空襲の子Ⅱ【34】十年間の調査報告 因島空襲と行政(5)

 私が三庄町の松本家から椋浦町の青木家の養子に入ったのは、1962年(昭和37)6月5日のことである。この時をもって青木茂氏は、義理の叔父になった。それからほぼ六年が経て、彼は「因島市史」を編纂し、私をいったん死にまで追い込んだ因島空襲の事実を否定した。どのような因縁だろうか。


 ふたりの戦後の歩みは対照的である。茂氏は近現代史に背を向けたが、私は決してその道を選択できなかった。熾烈な戦争の渦中に誕生した私は、空襲に見舞われることによって、「空襲の子」として生まれかわったのだ。空襲で同じ三庄町の無垢の子どもたちが10人以上死んだ。そうした無辜(むこ)の精神を誰が背負えばよかったのか。
 呪わしき戦争と母と祖母を失った戦後を私は、忘れたかったに違いない。中高と野球に夢中になったのもそのせいかもしれない。生まれ育ったこの島をどうしても、心底から好きになれなかった。広島大学への進学を機会に広島市に脱出すれば、得体の知れない居心地の悪さから解放されるかも知れないと期待した。
 ところがそこで、すでに終わり、忘れたはずの戦争の現実を思い知らされたのである。ラジオニュースが流されていたのである。大学の正門前の原爆病院で入院中の被爆者が亡くなったという。確か1人や2人でなかったと思う。

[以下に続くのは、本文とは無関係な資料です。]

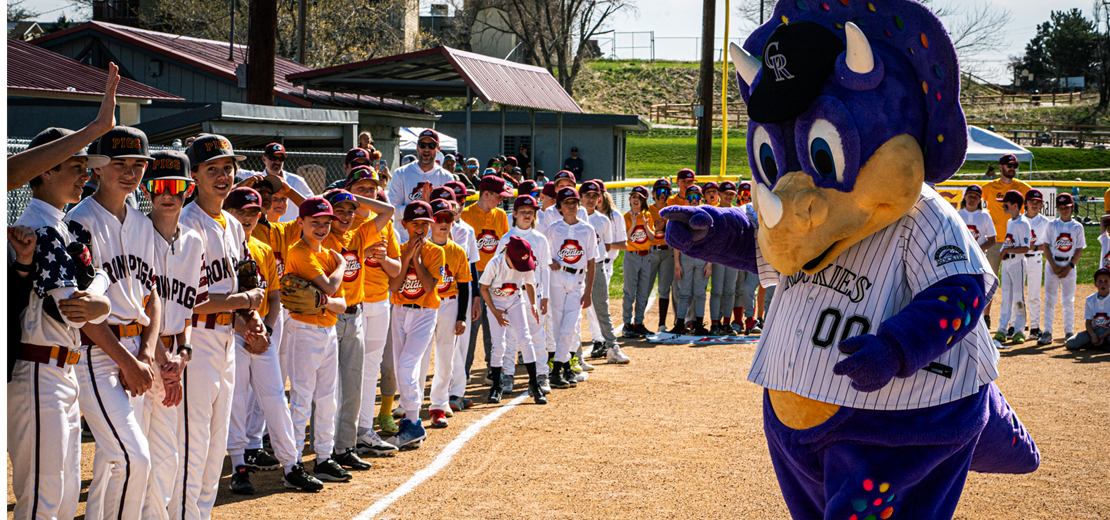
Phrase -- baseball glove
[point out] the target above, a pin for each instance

 大学の正門を通るのがつらくなった。明らかに心身が乱れた。やがてほとんどの大学の講義を休み、大学に顔を見せなくなった。
 こうした危機を救ったのは、学生運動だった。大学に運動があったわけではない。自らがゼロから作り始めたのだ。大学とはいったい何なのだ。大学の主人公は、俺たち学生ではないのか。何も就職口を探すためにやってきたのではない。自ら学び、議論し、表現し、行動する。思い切り成長し、その力をもって社会に献身しよう。
 自らの感性、理性を抑制するのはやめよう。己の人生は己の選択にまかせよ。自分にかかわりのある一切のことに、自分で責任を持とう。何とも言えない解放感であった。生まれて20年足らずの人生ではあったが、鬱積したものが堰をきったごとく体外に溢れ出ていった。
 私の怒りは、ストレートに米国、そして共同歩調をとる日本政府に向かった。原子力潜水艦、原子力空母、米軍燃料タンク輸送、ベトナム戦争、沖縄問題。ある時は、多くの学生たちとともに、東京都内の米軍基地に突入し、蹂躙した。激しい行動への迷いは何ひとつなく、死ぬことさえも怖くなかった。
 あの激情は何だったのだろう。革命のため、イデオロギーと政治理論の実践のため。それらでは言い尽くせない他に何かがあったのではないか。当時は無自覚であったが、あの空襲への仕返し、復讐の闘いであったのではないか。
 家屋は全壊し、生活もくずれてしまった。自分は死にかけ、赤子の私を守ってともに生き埋めとなった母と祖母は早死にしてしまった。この怨嗟がそう簡単に消え去るはずがない。我慢に我慢し、内面にためこんで耐えるのも限界がある。大学に進み、そこでヒロシマを具体的に認知することで、私の内面で何かが弾けたのだ。限界ぎりぎりにまで膨らんだ「戦争体験」という器だったのか。
 やがて私はUターンし、舞台を故郷に移し、再び米国と対面することになる。因島空襲の調査である。しかし、街頭行動では恐れを知らなかった私であったが、この課題は簡単ではなかった。それ相当の準備を必要とした。
 ゼロからの再出発のわが家族であった。食っていけるのか。生活が成立しないところに何も始まらない。私以外、全員が初めての土地である。馴染んでくれるだろうか。生活にめどがつくまでほぼ10年近くを要した。あとは、ためらいを払拭するだけであった。